Culp: It is an interesting story. The fact that I started out as a newspaper reporter you should say. And then a friend who was in politics at the time in Indiana got me involved in a political campaign for a congressional candidate and during that process this candidate brought in a consultant from the east coast who worked on the campaign. Long story short, we lost the primary and as a result of that, the consultant said you know you need to get out of Indiana for a while. And I have a couple of campaigns that I’m working on in New York State. So I want you to come up to Albany. I looked at the atlas to see where Albany was and my wife and I said “What the heck. It sounds like an adventure.” So we went out there to work for a year on political campaigns. This was in the 1972 period when Nixon was running for re-election and Republicans were very much in control. As a matter of fact, as a result of that election, you know the in New York State the governorship under Nelson Rockefeller in both houses of the legislature are Republican.

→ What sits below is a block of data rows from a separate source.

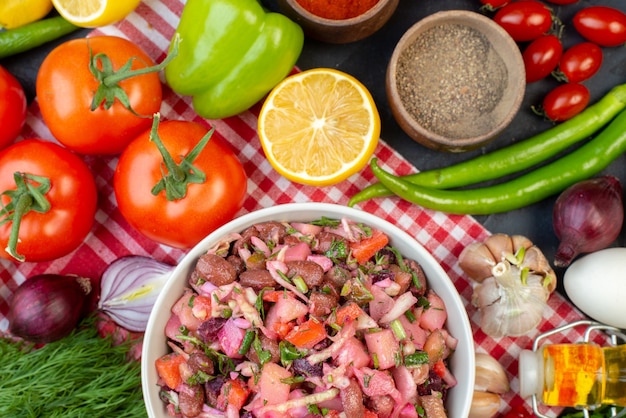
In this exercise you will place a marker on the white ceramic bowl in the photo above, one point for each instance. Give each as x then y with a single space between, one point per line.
461 363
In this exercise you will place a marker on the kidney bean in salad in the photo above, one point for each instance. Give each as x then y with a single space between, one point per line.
307 320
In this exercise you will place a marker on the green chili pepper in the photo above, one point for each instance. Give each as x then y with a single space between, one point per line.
231 54
529 188
34 34
516 157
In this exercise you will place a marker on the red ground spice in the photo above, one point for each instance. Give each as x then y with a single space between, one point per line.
337 9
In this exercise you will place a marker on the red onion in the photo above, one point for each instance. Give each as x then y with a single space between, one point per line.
48 307
129 287
587 217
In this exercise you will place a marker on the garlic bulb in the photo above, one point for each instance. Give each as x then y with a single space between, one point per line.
490 382
513 283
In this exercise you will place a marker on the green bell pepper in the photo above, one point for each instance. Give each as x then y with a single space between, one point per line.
231 54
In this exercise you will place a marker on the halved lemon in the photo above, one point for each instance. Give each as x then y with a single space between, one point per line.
94 13
319 127
16 13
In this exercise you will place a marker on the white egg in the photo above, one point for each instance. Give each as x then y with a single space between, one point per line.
596 284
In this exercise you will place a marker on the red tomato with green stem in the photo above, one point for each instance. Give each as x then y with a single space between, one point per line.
525 20
493 4
90 101
175 187
563 1
541 57
49 201
12 107
579 62
565 101
602 25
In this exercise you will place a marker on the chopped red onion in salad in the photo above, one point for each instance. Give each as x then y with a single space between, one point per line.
306 320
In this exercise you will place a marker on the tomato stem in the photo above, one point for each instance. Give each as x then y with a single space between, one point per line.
25 198
177 177
109 79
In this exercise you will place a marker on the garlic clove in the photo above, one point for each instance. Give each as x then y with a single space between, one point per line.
477 261
484 405
520 241
500 246
490 375
537 262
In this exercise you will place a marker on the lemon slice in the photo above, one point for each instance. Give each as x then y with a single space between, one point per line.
94 13
319 127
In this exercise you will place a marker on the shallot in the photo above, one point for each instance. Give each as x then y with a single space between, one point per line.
129 288
47 307
587 217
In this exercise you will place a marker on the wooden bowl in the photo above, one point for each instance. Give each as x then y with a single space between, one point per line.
339 31
455 80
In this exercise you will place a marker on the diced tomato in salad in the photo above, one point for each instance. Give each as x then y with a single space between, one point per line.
306 320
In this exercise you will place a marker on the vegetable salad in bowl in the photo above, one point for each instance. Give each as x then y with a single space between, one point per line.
308 313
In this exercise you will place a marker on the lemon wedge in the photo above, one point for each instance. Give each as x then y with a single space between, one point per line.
94 13
318 127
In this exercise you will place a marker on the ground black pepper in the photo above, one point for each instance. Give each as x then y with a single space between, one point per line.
450 79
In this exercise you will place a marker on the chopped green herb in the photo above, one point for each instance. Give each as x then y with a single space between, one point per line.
324 221
263 355
416 359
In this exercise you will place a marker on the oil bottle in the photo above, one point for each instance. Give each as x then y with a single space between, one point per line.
583 375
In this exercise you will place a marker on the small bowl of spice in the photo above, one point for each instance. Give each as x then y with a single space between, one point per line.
339 21
455 81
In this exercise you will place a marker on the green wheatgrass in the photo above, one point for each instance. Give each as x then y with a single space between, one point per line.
81 375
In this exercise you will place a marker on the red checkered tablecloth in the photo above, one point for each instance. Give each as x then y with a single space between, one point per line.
151 26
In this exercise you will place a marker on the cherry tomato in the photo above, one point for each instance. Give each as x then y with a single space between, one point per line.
12 107
66 87
565 101
72 197
541 57
580 62
602 25
181 222
524 20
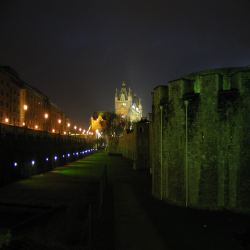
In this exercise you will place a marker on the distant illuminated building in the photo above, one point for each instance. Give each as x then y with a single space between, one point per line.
127 105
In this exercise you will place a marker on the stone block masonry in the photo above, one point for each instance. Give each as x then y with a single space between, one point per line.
217 174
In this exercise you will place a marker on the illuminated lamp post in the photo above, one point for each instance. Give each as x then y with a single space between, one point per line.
60 121
80 129
46 119
25 107
68 125
75 127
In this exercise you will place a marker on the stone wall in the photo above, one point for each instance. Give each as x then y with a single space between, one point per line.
134 145
218 140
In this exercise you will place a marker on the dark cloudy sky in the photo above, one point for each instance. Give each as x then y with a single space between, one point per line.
79 52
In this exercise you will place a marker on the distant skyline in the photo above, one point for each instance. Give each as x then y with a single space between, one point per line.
78 52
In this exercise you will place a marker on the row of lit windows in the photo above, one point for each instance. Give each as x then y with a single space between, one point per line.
34 107
14 91
7 95
7 84
33 99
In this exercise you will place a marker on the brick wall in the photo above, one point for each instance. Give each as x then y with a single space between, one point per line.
218 140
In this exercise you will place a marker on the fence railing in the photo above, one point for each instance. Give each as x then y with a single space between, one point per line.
94 215
15 130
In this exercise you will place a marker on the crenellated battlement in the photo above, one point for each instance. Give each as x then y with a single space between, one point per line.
211 82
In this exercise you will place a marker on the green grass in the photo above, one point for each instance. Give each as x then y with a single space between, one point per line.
90 168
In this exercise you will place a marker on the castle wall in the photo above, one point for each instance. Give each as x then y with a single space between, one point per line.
218 140
133 145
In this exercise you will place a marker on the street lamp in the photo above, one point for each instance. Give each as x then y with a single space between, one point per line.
46 117
60 121
25 107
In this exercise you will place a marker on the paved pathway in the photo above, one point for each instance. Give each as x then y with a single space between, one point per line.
133 219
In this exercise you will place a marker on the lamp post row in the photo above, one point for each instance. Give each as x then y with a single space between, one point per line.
45 125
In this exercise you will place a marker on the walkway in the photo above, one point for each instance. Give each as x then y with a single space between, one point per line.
132 218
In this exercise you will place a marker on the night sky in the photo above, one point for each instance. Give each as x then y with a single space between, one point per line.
78 52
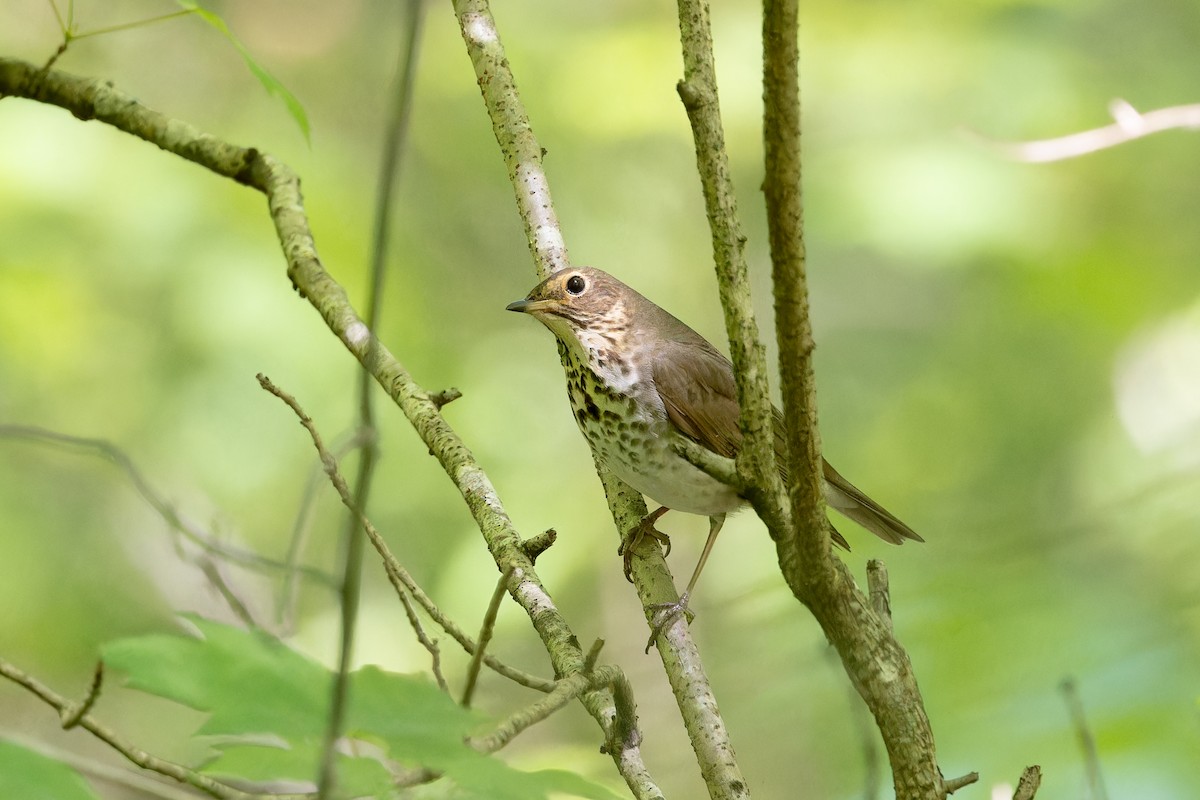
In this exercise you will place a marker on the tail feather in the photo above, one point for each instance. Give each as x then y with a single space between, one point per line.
851 501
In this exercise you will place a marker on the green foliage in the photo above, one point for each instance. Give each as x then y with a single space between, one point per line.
33 776
269 82
268 708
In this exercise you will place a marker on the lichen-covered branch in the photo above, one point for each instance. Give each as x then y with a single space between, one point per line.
97 100
510 124
876 663
522 155
756 459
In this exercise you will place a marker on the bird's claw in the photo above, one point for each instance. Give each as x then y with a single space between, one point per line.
636 534
665 614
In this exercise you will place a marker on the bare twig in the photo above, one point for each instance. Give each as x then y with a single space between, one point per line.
430 645
151 786
875 662
396 133
1129 124
75 713
535 546
211 570
485 635
184 527
880 591
67 711
301 527
955 783
1086 740
564 692
397 575
101 101
1027 787
444 397
697 90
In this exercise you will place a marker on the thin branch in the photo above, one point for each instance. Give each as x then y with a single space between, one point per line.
875 662
430 645
880 591
135 755
1129 124
76 711
211 571
697 90
1086 740
514 133
148 785
352 578
681 659
397 575
485 636
567 690
955 783
1027 787
174 519
99 100
301 528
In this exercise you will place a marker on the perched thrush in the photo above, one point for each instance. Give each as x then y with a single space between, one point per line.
637 377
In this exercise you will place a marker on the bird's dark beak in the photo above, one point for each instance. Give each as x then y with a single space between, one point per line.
528 306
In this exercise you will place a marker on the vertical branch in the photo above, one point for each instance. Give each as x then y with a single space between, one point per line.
793 330
756 459
1096 789
352 578
522 155
876 663
519 145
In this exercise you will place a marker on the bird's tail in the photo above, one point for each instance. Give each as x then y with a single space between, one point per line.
850 500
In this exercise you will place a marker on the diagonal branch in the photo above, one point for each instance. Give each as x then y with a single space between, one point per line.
88 100
522 155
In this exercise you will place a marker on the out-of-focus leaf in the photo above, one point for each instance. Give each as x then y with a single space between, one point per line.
249 683
253 686
33 776
269 82
357 777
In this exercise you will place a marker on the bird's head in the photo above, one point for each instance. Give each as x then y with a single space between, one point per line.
577 299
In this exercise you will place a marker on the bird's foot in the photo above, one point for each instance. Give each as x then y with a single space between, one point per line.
636 534
665 614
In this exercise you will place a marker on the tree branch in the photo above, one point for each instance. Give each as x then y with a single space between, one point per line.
697 90
70 713
97 100
522 155
876 663
1128 124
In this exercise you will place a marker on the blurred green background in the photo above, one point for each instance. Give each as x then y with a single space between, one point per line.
1008 358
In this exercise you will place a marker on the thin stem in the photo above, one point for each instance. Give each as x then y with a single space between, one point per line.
139 23
136 755
485 636
352 581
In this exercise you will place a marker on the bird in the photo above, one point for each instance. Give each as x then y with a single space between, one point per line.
637 377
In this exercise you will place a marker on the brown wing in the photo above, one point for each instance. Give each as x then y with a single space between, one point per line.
695 383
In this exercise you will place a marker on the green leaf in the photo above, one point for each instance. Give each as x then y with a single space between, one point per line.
269 82
253 686
33 776
249 681
357 777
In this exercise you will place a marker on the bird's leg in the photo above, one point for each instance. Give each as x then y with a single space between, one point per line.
666 613
635 536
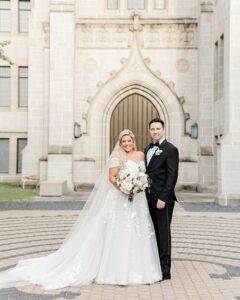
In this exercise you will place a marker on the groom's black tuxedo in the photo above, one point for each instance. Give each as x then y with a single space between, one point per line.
163 172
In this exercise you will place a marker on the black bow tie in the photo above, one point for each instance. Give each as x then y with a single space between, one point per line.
154 145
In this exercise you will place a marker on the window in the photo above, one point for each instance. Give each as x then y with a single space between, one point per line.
5 15
21 144
216 71
160 4
112 4
23 86
24 12
4 155
136 4
5 86
221 67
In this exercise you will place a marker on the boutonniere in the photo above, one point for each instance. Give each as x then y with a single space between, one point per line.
158 152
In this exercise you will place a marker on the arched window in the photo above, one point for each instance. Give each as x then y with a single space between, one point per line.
112 4
160 4
136 4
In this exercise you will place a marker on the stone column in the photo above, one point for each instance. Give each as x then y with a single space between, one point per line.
61 93
205 105
229 142
33 152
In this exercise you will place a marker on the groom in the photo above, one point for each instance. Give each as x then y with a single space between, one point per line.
161 158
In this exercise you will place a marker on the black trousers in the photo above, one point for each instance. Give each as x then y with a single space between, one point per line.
162 223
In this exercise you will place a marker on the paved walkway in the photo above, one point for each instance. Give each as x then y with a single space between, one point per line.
206 250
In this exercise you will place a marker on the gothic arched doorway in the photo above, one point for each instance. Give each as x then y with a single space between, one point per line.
134 112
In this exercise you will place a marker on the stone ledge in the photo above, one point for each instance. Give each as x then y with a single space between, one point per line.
53 188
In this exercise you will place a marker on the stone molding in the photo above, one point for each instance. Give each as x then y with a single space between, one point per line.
151 35
53 149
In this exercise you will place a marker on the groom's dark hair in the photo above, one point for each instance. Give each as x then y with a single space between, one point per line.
156 120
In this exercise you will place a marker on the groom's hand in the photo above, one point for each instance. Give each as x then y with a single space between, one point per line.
160 204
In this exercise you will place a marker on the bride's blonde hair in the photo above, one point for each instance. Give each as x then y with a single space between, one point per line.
129 133
122 153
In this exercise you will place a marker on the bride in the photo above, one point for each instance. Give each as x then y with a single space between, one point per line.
112 242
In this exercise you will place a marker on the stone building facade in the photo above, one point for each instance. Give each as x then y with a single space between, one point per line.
85 57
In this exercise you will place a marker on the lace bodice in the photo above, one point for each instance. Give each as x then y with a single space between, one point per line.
132 164
115 162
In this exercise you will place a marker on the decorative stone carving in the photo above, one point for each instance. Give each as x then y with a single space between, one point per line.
170 36
158 74
45 27
147 60
136 22
207 6
85 38
171 84
182 65
103 36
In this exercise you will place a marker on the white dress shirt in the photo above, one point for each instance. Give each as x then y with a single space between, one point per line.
152 150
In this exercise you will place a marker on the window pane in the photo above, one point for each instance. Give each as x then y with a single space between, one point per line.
5 86
159 4
112 4
5 16
134 4
4 155
24 12
21 144
23 87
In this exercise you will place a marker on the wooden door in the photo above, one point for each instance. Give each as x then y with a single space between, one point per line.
133 112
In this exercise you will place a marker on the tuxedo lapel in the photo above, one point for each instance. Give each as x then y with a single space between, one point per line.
154 157
145 156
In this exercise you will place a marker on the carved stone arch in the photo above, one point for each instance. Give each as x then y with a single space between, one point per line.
110 95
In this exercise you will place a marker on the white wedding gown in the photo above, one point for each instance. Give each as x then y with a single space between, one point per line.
120 248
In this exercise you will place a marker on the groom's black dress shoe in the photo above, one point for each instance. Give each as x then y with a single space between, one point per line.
166 277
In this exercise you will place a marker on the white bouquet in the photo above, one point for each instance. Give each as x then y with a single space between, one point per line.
132 181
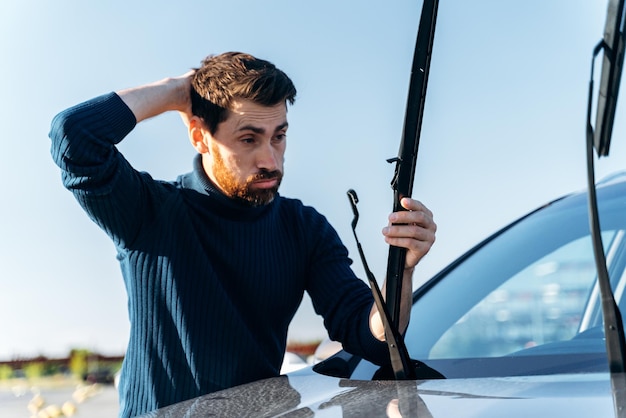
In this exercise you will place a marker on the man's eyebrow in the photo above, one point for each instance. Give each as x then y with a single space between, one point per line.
258 130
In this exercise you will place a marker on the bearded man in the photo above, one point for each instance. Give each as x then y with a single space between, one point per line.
216 262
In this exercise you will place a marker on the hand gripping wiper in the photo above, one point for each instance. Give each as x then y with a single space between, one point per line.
403 366
613 47
402 182
400 360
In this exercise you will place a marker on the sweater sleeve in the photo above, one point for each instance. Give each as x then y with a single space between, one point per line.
103 182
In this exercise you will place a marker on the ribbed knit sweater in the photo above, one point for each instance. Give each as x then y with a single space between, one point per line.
212 283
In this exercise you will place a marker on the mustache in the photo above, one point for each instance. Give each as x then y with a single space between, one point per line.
266 175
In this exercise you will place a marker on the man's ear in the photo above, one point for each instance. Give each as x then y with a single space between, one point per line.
197 132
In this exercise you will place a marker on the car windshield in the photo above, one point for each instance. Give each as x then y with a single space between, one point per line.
526 300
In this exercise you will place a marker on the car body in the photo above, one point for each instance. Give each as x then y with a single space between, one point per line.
514 326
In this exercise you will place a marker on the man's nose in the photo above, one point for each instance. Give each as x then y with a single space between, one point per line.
268 157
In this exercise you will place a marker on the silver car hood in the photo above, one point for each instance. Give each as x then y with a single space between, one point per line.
573 395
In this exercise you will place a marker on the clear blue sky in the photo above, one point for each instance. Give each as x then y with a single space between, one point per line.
503 130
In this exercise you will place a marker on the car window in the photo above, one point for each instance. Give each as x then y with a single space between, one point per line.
540 304
530 290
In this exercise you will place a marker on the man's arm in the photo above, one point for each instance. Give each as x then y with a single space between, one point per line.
413 229
170 94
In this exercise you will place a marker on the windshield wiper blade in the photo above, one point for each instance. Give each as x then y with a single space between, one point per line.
613 47
400 360
402 182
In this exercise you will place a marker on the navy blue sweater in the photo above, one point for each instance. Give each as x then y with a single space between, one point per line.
212 283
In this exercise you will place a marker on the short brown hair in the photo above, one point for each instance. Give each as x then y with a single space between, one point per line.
235 75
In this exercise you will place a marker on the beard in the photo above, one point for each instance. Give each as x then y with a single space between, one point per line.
244 191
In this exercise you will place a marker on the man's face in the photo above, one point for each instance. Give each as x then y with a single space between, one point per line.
246 154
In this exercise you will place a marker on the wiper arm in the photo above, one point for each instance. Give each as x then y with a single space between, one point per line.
613 47
400 360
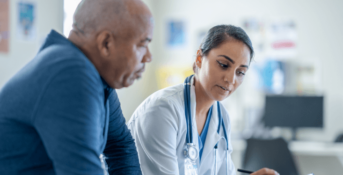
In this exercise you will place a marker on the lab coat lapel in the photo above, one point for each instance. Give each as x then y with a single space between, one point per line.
212 139
193 112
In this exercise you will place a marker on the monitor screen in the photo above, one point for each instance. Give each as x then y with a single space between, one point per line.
293 111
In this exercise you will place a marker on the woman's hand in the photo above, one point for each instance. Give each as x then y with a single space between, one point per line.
265 171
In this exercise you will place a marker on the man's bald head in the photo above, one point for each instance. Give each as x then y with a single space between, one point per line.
119 16
114 35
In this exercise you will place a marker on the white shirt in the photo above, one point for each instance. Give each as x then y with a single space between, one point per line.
159 128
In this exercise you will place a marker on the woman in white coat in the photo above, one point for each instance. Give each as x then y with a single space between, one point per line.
184 129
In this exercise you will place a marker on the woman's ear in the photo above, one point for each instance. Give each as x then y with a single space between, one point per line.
198 59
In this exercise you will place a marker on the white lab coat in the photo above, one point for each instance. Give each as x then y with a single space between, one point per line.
159 128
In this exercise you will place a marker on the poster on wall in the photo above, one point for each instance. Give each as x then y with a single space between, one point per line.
26 24
282 38
4 26
176 37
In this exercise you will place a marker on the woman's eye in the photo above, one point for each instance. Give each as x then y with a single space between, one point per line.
223 65
241 73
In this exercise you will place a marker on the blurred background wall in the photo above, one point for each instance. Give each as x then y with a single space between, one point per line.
310 68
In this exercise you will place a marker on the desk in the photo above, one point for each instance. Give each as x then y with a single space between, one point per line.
317 157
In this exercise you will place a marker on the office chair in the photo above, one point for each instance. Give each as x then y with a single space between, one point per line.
272 154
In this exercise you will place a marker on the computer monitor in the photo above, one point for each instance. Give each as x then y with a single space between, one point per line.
293 111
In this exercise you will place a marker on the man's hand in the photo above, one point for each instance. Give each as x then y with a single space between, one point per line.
265 171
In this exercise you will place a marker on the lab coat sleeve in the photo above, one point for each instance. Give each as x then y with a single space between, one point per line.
121 154
231 166
156 138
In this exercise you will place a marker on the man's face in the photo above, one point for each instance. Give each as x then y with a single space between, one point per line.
130 55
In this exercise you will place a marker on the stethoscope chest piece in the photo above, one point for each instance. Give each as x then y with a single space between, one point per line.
191 152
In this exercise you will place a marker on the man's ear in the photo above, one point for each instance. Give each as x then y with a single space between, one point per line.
105 41
198 59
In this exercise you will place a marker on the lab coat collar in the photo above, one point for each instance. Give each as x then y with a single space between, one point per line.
212 136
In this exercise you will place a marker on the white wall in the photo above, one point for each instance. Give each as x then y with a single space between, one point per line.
49 16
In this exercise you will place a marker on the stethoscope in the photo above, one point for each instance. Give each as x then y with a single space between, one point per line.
191 151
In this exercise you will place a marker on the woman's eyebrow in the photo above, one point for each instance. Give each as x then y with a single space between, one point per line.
228 58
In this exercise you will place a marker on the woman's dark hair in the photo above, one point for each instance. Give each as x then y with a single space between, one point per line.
221 33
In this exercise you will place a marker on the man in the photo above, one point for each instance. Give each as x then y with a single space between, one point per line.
59 113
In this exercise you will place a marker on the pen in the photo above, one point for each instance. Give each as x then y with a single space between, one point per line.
244 171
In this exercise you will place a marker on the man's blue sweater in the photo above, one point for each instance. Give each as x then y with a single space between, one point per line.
57 116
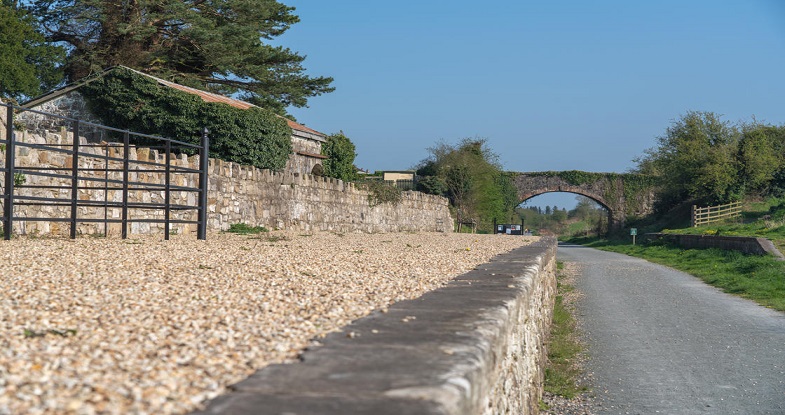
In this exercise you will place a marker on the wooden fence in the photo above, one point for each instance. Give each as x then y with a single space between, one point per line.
709 214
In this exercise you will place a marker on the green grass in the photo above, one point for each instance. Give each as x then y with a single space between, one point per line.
245 229
562 372
758 278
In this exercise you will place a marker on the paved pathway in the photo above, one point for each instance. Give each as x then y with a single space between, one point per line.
662 342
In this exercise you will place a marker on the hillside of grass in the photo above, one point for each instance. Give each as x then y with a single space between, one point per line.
763 219
758 278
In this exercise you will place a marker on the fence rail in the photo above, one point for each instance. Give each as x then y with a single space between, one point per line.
710 214
104 167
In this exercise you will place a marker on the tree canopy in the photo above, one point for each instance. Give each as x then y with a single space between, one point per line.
340 152
216 45
470 175
27 64
128 100
704 159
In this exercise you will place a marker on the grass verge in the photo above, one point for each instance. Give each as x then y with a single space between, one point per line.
245 229
561 374
758 278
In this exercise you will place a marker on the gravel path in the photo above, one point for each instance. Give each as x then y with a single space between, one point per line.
147 326
662 341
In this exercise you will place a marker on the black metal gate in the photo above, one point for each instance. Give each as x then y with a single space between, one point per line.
101 162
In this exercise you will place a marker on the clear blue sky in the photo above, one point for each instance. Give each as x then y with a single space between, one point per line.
552 85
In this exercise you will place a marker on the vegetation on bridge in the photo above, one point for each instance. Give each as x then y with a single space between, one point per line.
633 187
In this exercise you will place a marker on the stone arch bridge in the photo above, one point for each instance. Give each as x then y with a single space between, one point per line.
622 195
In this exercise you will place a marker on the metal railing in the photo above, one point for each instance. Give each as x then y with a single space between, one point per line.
101 167
709 214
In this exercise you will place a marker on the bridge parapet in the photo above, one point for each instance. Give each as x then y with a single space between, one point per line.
623 195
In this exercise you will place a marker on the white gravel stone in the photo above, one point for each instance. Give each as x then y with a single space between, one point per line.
147 326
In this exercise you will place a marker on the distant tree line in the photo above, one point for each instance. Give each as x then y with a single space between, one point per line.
704 159
470 175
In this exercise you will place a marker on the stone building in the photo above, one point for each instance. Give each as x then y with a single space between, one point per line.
306 157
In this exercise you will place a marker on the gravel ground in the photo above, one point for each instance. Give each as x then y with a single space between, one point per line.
147 326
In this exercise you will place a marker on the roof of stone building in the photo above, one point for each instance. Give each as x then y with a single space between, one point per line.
306 132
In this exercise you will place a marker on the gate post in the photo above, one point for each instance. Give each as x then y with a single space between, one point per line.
75 179
10 151
204 154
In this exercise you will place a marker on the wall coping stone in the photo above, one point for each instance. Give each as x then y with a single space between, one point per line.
437 354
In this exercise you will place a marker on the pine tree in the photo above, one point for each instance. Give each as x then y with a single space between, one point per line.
27 65
216 45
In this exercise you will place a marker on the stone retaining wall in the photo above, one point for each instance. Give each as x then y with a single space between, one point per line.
748 245
475 346
236 194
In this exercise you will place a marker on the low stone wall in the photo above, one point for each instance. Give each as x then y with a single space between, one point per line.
236 194
748 245
475 346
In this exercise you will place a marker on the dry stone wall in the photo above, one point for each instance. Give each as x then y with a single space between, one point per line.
236 194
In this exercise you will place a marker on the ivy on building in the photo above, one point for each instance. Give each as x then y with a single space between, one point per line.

Then what happened is in 1974 Watergate occurs and things change. And so we went from being the majority power where I ran a large public relations organization by then within the New York State Assembly to being in the minority where we had to say excuse me can we get some service over here. And so things changed a lot. Fortunately during that time, we befriended a number of people in Albany including a lobbyist for Eli Lilly. And he said, “You know, I detect that you are probably not as excited about this whole scene as you used to be. When you are ready, you ought to come and talk to us about a job at Lilly.” So I actually went there, thinking that I was going to be working in government affairs in Washington and in New York. And it turns out that when I showed up the real need was in media relations so I went into Lilly as department head of media relations.
Interviewer: Right I used I think I used both today even. Yes. All right who had the most significant influence on your career? And how did that relationship affect your professionalism? How did you develop as a mentor.
Culp: Well I have many. I am lucky to have many and I am a mentor to many and I think that comes from the fact that I, I would be hard pressed to pick one, but I can.
Interviewer: What does it mean to you?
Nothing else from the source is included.